Christmas is supposed to be a time of fun, indulgence, and family, but it can get you down when you can't fit into the clothes you've received as Christmas presents because you've over done it.
In a bid to beat the Christmas bulge, I've decided to make a few changes in the run up to Christmas, so I look my shining best during the festive period, and won't have to hurriedly diet before New Years Eve.
Firstly, be realistic. It's pointless making goals like waking up at 5am to exercise before work. It's not feasible, nor will you be as productive at early hours, and you're more likely to dread exercise, rather than embrace it.
Get into a routine. Once you've taken the first step, turn it into a habit. If you start to exercise in the mornings, make sure you do it regularly. If you work out after work, try and stick to it. The body loves routine because it helps to regulate sleep patterns, which in turn makes you happier during the hours you need to be awake and alert for.
Push yourself. It sound a bit scary, but no one ever got anywhere by doing things by half.

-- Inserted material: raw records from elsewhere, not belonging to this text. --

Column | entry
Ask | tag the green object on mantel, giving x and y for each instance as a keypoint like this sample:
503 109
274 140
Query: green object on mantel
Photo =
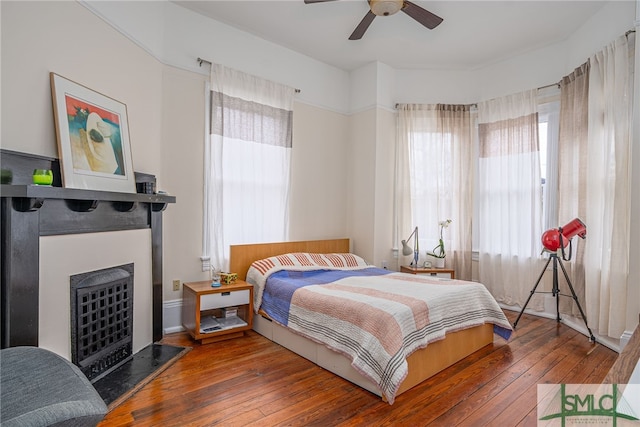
42 176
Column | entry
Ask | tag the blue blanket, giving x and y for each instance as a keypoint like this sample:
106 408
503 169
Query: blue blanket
281 285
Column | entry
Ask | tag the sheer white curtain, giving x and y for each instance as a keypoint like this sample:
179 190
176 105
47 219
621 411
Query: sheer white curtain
572 172
608 186
510 199
247 163
434 160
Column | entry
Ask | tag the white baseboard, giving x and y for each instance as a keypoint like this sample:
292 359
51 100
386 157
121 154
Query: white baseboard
172 316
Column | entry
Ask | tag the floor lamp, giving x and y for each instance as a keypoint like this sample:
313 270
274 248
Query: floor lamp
554 240
406 249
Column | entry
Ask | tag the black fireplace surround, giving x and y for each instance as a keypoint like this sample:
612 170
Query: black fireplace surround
30 211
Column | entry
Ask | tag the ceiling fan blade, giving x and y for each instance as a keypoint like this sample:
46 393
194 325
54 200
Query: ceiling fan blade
362 26
421 15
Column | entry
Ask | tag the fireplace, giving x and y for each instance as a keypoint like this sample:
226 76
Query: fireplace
102 320
31 214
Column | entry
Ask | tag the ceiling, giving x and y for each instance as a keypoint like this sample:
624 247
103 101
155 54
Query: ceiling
473 34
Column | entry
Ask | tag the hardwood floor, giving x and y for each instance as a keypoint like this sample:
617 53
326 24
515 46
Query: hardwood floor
251 381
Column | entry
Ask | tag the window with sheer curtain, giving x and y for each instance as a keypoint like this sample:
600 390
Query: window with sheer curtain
433 179
510 197
247 163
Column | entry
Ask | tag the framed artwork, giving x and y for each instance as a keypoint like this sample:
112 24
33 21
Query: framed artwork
93 138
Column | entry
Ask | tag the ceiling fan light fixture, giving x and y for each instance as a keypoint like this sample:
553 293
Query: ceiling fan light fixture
385 7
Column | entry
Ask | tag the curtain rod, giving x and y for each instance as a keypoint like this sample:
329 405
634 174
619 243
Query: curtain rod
200 61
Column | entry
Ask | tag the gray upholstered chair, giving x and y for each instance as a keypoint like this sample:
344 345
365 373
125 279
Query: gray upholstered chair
40 388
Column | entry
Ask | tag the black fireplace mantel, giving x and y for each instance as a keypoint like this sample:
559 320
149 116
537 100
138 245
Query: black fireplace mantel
30 211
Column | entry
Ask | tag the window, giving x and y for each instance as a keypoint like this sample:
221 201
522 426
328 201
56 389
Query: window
247 163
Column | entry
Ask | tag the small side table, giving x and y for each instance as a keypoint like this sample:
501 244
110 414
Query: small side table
431 271
201 302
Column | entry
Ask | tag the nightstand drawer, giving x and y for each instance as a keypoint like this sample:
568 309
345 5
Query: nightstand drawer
224 299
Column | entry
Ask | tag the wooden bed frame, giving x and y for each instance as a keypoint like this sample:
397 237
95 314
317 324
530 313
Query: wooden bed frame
423 363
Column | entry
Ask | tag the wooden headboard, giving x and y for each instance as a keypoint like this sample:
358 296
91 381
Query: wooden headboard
242 256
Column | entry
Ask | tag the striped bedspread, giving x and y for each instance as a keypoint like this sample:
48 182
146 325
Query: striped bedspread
375 317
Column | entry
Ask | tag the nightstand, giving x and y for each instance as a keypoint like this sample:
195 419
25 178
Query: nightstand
214 314
439 272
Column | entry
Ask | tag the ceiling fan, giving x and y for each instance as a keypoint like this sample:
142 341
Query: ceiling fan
390 7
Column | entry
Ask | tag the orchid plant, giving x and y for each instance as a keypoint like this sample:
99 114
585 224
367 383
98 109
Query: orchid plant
439 251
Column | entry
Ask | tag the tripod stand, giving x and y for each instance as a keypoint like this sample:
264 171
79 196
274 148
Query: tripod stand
556 292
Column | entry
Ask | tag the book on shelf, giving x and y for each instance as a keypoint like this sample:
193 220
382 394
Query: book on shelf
214 324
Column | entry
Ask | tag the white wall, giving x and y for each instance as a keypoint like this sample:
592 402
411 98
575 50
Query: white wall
147 59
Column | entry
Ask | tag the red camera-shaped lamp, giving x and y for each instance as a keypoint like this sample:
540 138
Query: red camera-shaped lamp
559 238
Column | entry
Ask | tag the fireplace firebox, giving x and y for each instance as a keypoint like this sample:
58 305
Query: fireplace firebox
102 320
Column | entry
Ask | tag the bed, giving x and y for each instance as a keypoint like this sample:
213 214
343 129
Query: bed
444 320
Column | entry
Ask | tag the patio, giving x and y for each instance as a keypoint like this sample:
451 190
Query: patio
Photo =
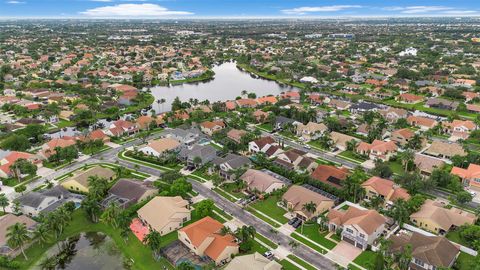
177 253
138 229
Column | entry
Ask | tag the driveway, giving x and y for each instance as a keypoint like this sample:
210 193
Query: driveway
344 252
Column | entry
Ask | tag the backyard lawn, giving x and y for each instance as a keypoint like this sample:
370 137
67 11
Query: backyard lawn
312 232
132 248
366 259
352 155
270 208
465 262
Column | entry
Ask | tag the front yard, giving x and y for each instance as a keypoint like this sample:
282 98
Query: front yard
270 208
312 232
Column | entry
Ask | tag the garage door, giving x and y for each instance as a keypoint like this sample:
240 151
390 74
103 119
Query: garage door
348 240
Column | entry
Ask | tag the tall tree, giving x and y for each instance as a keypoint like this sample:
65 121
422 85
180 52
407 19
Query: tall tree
17 237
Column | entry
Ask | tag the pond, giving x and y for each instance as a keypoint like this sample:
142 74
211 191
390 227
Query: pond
85 251
228 83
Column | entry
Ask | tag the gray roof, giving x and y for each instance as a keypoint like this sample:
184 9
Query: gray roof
233 160
198 151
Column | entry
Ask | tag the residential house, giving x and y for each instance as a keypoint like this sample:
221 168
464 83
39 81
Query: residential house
229 164
423 123
409 98
434 217
236 135
459 129
7 221
281 122
121 127
147 122
445 150
204 153
186 137
470 176
393 114
311 131
210 127
385 189
330 175
263 181
255 261
402 136
378 149
441 103
49 148
159 147
297 197
79 181
127 192
428 252
426 164
165 214
360 227
44 201
295 159
341 140
8 158
203 238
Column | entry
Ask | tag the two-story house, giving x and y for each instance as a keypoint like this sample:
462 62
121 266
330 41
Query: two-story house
360 226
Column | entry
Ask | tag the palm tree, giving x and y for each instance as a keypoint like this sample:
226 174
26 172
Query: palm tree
110 215
41 233
153 240
17 237
3 201
406 157
310 207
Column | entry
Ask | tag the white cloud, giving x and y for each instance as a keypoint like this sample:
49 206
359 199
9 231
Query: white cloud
305 10
133 10
439 10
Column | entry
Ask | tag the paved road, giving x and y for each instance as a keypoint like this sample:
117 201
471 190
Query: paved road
324 155
303 252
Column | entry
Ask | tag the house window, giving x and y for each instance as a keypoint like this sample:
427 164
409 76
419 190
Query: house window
418 262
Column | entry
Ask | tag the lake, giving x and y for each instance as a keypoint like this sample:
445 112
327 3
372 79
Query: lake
228 83
85 251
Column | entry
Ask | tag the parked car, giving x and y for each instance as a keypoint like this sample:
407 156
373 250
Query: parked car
297 223
268 255
293 220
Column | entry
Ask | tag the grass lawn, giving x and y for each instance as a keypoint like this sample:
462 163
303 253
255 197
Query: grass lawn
366 259
260 216
465 262
132 248
455 237
266 126
396 166
286 265
224 194
270 208
64 123
266 241
231 188
301 262
221 212
352 155
312 232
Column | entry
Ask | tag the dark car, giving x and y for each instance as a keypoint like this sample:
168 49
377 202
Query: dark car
297 223
293 220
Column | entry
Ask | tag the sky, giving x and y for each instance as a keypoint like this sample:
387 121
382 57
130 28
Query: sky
178 9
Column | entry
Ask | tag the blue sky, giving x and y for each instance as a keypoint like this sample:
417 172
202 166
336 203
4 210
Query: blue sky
234 8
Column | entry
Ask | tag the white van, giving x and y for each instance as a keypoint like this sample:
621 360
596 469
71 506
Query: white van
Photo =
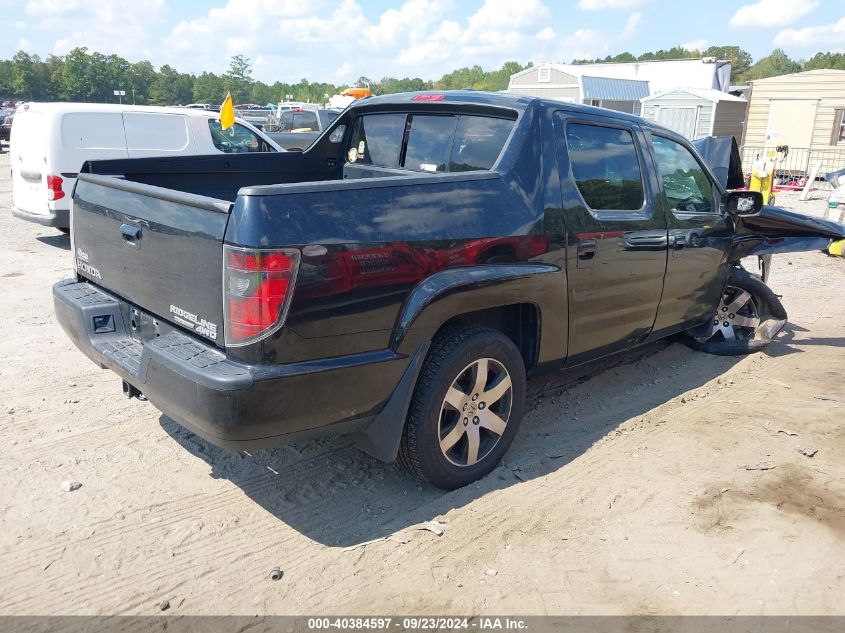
51 141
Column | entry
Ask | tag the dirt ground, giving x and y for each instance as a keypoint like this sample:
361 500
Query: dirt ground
632 487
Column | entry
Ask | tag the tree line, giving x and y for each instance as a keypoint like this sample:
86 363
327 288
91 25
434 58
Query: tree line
91 76
743 67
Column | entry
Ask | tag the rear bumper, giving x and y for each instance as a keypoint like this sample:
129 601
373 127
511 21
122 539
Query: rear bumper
230 404
59 219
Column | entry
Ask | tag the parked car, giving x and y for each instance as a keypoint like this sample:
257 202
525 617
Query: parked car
398 280
299 127
7 115
51 141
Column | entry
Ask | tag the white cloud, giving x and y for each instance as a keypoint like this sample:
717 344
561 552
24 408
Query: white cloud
632 25
596 5
583 44
772 13
334 39
122 27
829 35
695 45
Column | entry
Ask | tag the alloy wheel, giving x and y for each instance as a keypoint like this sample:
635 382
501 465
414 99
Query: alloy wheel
736 319
475 412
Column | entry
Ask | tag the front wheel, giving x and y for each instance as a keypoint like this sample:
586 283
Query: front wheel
466 408
747 319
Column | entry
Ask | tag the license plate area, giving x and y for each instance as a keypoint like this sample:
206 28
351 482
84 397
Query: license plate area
140 325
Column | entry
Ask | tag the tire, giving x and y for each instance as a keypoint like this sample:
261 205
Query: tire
748 317
453 434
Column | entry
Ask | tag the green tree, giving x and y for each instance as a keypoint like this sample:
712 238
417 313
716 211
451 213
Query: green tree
7 75
238 79
75 75
740 59
23 76
164 89
835 61
140 78
208 88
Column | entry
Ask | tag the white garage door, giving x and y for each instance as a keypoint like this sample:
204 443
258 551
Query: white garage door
681 119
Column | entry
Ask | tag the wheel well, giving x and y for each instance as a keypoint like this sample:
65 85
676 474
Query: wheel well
520 322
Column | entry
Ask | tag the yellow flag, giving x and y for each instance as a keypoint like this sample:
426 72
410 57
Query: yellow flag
227 113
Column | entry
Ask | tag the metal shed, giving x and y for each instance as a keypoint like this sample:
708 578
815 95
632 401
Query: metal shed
572 85
697 112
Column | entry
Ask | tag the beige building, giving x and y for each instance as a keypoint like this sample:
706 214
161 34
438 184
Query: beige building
802 110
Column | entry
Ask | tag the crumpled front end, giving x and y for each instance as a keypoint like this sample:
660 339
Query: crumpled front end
777 230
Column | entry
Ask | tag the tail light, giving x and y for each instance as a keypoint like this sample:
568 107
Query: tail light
54 188
257 290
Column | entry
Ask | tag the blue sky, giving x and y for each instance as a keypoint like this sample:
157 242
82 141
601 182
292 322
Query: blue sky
340 40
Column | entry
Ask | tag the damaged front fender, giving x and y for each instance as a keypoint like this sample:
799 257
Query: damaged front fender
777 230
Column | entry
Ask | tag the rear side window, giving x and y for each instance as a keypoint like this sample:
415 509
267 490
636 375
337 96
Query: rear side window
685 184
101 130
305 121
605 166
297 120
427 142
237 139
377 140
155 132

Commit. Why not? We make small sacrifices in life, so we can enjoy bigger and better rewards, so why not do the same this Christmas? It may be a bit frustrating, not being able to eat the mince pies going round the office, but you'll be thankful when you get to eat to your heart's content on Christmas day.
Do it with a friend.
It has been reported that dieting or having a gym buddy, increases your likelihood of sticking to a plan because it taps into your competitive streak. I have friends who work out with fellow mates and they see each other as personal trainers, who push each other in the gym. However you look at it, beating the bulge with a friend makes it more fun.
Make healthier choices.
If you only make one change try running. It's simple and will yield results quickly. Countless times have I gone for a jog, and it has turned into a medal worthy run. Running is addictive, and there's something satisfying in the simplicity of pulling on a pair of trainers and getting rather sweaty.